Biometric data collection has implications for the prospects of immigrant citizenship in the host country, as well as immigrants’ right to privacy. Biometric technology is an instrument of state control over who constitutes a member of a nation, while enabling power differentials in border spaces due to non-consensual data collection and invasions of privacy.


From a state level of analysis, the elevated costs of biometric equipment perpetuate inequality between more technologically advanced countries, and less developed states, making the borders of developed states even more impenetrable. Meanwhile the efficiency of bot-based border control systems may alleviate the administrative and personnel burden of border security for developing nations, which are generally more exposed to immigration. This discrepancy also aligns with the question of which actors benefit from these new technologies. States and security agencies benefit more from A.I. bots than immigrant populations.
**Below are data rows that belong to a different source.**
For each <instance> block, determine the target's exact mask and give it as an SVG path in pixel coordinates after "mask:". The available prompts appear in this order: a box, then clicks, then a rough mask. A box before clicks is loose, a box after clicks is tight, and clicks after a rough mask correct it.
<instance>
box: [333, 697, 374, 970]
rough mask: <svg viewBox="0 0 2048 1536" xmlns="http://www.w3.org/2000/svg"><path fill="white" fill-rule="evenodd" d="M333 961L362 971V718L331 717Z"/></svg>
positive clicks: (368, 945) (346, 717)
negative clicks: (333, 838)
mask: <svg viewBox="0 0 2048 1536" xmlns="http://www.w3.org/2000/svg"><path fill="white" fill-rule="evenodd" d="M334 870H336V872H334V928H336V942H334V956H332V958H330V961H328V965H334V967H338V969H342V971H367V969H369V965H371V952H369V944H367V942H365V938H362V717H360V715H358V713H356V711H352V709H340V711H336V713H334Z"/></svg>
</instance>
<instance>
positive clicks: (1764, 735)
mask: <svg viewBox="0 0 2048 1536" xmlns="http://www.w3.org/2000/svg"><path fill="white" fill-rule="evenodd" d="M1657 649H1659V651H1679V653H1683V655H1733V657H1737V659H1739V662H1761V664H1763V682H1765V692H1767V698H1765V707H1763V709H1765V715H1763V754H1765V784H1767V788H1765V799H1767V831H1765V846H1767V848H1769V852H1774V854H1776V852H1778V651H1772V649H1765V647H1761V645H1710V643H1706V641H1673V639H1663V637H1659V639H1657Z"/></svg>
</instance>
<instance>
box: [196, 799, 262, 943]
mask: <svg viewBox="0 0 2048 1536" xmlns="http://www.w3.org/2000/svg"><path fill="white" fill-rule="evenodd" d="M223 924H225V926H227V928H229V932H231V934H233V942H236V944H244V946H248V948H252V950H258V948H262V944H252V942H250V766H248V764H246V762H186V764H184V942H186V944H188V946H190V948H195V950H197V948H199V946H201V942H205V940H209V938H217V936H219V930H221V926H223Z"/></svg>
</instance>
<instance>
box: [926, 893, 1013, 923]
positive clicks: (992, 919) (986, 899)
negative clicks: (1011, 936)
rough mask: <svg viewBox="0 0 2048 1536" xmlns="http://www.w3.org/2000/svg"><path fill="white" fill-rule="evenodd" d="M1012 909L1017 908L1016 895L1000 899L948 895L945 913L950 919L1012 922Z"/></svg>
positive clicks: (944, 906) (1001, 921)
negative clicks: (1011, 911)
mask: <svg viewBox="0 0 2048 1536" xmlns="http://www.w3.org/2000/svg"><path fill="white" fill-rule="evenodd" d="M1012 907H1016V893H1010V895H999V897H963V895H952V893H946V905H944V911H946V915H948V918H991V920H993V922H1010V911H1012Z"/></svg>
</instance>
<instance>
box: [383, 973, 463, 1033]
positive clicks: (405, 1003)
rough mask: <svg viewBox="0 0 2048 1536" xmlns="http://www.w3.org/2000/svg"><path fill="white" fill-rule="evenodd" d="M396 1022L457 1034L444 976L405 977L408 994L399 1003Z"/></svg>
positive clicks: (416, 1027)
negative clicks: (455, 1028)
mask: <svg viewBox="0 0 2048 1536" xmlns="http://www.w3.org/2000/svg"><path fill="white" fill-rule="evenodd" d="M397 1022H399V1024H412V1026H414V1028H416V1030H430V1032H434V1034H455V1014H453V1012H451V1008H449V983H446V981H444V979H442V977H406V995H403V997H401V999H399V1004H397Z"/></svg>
Immigrants do not have a seat at the table, and their rights are infringed upon by these new technologies.


Conclusion

With the increasing use of emerging technologies such as A.I. bots and biometric data collection in border spaces, it is critical to balance efficiency with fairness. Artificial Intelligence overlooks the contextual considerations of immigration decisions, and algorithmic definitions of threats to national security are tainted by historical biases. Technologies that collect data and accelerate its processing entrench xenophobia, therefore human judgment must complement artificial intelligence to prevent institutionalized discrimination. Biometric data collection has implications for the prospects of immigrant citizenship in the host country, as well as immigrant’s right to privacy due to dataveillance and the lack of informed consent in data collection. Immigrants are not the intended beneficiaries of these technologies and must sacrifice their freedom from discrimination, freedom of movement, and right to privacy in order to enter a host country and avert digital deportation.